Killing of Maj Sinha reveals a major systemic malaise
The killing of retired Maj. Sinha Rashed Khan by the Bangladesh police at a Cox's Bazar check post, the hub of drug trade, has become an issue beyond law and order. It has triggered a conflict between two state institutions – the police and the army.
The recent statement by Army Chief Gen. Aziz Ahmed that he wants exemplary punishment meted out to the guilty, is seen as being significant. It has caused speculation that pressures may have been on the government to go easy on some of the accused particularly the ring leader Police Officer Pradeep Kumar Das. And the army(and the people) are not liking that.
After the judicial statements made by two of the accused were reported by media, it seems that the case of pre-mediated killing of Maj. Sinha is strong. Gen. Aziz Ahmed's statement, many think, means that the army is very serious about the proceedings. It sees the case of Sinha as it’s own. It can put pressure on other institutions when its interests are at stake.
Maj. Sinha was killed at a police check post where a car carrying him and the video team he was working with, was stopped. Liaquat, the man who pumped the 4 fatal bullets into Sinha, said that the main accused Pradeep Kumar Das, Officer in Charge of the Teknaf police station, had informed him that a gang of robbers posing as a TV crew could be passing by and they should be apprehended and dealt with/killed.
When Pradeep arrived after the encounter, Sinha was still alive but the policeman allegedly kicked him and then stepped on his neck to ensure death.
However, one still doesn't know why Sinha was a target. Bangladesh's rumor industry, fuelled by imagination rather than hard facts, social media speculation and mainstream media reporting together portrayed a very scary picture of law enforcers operating without legal constraints.
However, it appears that the powerful are on the back foot. Many cases are being filed against them including extortion and murder all over the country.
But the key point is that, if the police are the new villain, who protects the people remains unanswered. If police can't be relied upon by the people, they have little else to do except to flee or to pray.
Who Is More Or Least Powerful?
The Police Association has protested against demonization by the media which is something of concern for all. The police have said that some people are trying to set two state institutions against each other which in the long run would have devastating consequences. Many agree.
However, there is no doubt that the army identity of the victim did make a difference in pushing this case into the stage where it is now. Hundreds have died and disappeared as the recent Enforced Disappearances Day observances reminded all of us. Most people point their fingers at the law enforcers, though they are not sure which branch of the police is worse. It is impossible to make a dent in the wall of silence surrounding this issue.

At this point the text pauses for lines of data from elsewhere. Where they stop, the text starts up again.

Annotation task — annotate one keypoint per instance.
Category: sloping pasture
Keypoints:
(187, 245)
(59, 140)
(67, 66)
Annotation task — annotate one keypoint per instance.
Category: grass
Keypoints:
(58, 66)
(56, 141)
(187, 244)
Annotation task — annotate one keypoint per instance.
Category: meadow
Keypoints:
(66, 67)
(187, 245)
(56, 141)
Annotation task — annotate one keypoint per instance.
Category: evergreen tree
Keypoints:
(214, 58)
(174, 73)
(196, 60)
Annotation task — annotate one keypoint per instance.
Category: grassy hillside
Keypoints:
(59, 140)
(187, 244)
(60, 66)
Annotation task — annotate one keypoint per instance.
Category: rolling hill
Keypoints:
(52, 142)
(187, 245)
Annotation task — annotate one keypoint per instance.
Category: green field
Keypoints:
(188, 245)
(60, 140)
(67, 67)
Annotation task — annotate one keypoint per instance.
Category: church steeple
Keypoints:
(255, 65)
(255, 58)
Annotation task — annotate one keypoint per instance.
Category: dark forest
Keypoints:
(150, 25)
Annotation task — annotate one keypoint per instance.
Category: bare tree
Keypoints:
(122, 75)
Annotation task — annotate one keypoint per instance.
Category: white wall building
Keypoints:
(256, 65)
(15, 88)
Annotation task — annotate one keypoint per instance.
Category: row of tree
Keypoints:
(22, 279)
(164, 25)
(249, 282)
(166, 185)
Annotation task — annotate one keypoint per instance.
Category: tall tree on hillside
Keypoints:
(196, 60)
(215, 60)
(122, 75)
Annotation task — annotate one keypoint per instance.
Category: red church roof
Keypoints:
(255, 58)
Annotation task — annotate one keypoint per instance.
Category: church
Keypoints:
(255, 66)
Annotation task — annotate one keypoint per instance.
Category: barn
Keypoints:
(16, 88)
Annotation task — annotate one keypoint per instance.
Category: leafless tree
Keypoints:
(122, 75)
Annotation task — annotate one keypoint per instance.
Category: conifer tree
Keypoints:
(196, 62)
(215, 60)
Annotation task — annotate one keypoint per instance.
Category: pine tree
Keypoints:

That there has been much progress within such a short time in the Sinha case is not a puzzle. The army identity of the victim was critical for exerting pressure which was impossible to ignore. Teknaf municipality councilor Akramul Haque was killed in 2018 in the same area allegedly by the Rapid Action Battalion (RAB). But despite some indication of a deliberate killing, nothing came of it. Ironically, RAB is now in charge of the Sinha killing investigation!
Do ordinary people matter?
People don't enjoy being killed or harassed, having to pay bribes or ransom money for any reason. So, the law enforcers are not exactly very popular. The fact that encounter killings have now thinned out since the Sinha killing is a strong indication that pressure works. But there is a limit to the efficacy of public pressure. A helpless group called the people have to be content with the fact that deaths have come down.
Encounter killings don't occur because the police are prone to killing but because of their limited capacity to control crime. And that is an aspect of governance.
The routine law and order processing system is inefficient. In that context, encounters are taken as an easier way out. Yet evidence shows that the drug situation hasn't improved despite the killing of suspects and drugs supply is still plentiful.
The question is: do the authorities have the capacity to develop a crime management policy which is not itself going to be accused of committing criminal acts? Resolving that issue is much tougher than solving a murder case.